I’ve seen a lot of manufactured golf courses online recently. I guess they are more photogenic.
But the sharp edges of so many of the features seem weird to me.
Courses which predominantly use the land for the hazards seem to be optimal to me.
There are highly manufactured courses that I enjoy like Hollywood but I would prefer to play Rustic Canyon regularly and prefer the look.
I presume you mean obviously artificial ones (even though most are) like excess mounding, steep banks (a la Dye) etc.
There are many (if not most) courses that use the land very well, and still have built greens, tees, and hazards. You have to build those.
A well routed golf course is one, IMHO, where you don't HAVE TO build excessive fw hazards and at least a few times, don't even need to build green side hazards. One yardstick of a good routing is how much earth you have to move, with anything under perhaps (and varies a bit by site) 150,000 probably consisting of almost all "natural" holes that don't NEED much work. Once the framework is in place with routing, architects naturally take different approaches.
Until the "everybody wants to build high end, award winning, photographically attractive" 1980s, the general mantra was use nature whenever you can, like streams, ponds, trees, sometimes natural ridges, and use bunkers only when nothing else was available, but you still wanted some kind of strategic challenge.

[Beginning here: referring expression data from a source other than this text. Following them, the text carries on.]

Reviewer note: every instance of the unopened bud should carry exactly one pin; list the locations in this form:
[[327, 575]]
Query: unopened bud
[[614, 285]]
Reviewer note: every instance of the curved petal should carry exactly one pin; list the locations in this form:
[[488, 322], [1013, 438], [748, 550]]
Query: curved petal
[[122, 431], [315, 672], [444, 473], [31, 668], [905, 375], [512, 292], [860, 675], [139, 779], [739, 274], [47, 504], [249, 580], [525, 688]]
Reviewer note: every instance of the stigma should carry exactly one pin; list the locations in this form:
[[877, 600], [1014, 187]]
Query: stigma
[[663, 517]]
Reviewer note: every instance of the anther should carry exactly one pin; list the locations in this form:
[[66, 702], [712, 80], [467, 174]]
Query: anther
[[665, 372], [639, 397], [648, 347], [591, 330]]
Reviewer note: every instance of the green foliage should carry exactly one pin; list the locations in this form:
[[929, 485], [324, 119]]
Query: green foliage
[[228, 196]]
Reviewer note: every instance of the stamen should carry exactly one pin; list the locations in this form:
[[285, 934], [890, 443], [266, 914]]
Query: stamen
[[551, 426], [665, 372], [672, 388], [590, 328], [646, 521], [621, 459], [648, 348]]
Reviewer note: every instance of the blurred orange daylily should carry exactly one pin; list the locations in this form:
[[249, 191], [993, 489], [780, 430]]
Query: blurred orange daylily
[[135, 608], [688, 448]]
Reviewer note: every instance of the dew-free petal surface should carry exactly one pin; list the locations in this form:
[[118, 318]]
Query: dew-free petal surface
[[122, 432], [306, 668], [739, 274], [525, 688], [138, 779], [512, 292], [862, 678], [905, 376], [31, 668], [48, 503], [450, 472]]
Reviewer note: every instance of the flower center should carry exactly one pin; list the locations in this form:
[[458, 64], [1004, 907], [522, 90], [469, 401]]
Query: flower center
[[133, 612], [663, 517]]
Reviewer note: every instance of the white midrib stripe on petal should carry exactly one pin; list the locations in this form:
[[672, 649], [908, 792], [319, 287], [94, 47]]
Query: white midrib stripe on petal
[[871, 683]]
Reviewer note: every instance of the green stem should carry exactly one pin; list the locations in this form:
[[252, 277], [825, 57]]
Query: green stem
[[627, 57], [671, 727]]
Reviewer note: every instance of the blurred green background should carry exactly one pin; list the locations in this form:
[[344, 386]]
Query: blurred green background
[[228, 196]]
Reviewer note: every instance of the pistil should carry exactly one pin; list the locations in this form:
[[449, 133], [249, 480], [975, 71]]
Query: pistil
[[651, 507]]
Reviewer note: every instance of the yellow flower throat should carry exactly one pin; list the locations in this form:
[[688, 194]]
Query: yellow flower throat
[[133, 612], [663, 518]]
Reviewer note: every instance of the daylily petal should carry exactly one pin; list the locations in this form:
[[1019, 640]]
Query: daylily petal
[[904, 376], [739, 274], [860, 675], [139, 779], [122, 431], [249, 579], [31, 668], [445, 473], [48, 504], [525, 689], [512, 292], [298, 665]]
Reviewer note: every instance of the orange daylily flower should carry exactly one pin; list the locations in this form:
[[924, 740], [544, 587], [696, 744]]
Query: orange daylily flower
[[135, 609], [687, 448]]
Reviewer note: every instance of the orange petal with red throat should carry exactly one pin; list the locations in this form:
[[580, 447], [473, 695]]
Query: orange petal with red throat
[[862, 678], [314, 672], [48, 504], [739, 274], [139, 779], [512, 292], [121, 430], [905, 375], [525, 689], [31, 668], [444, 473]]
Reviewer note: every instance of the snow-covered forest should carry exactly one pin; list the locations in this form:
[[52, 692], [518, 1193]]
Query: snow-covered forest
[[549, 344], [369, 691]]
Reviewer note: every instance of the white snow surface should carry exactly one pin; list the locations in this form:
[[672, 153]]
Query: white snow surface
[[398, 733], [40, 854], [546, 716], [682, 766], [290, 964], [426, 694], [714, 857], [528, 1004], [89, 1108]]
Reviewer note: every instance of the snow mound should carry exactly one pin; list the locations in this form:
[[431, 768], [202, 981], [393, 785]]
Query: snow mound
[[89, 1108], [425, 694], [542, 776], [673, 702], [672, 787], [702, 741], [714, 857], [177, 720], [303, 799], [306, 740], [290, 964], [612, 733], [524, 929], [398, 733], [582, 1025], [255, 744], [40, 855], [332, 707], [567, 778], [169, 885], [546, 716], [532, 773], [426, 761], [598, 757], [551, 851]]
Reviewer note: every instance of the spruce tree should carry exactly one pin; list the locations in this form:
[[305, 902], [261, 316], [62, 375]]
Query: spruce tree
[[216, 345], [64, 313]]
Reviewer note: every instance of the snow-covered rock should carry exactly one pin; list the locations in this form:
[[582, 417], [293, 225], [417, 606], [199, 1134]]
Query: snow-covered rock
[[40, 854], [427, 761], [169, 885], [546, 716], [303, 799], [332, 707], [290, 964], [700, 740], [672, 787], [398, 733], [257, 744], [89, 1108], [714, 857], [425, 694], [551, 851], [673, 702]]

Ron Whitten once said my designs reminded him of a Japanese Garden, in which they believed the eye accepted artificiality as nature if the composition was good. In plainer terms, for most of my career, I had no trouble adding fill for a bunker, greens, tees, etc. Since they are obviously artifical, the only challenge is to make them look good, and naturalistic, if possible. But looking good was always the first priority.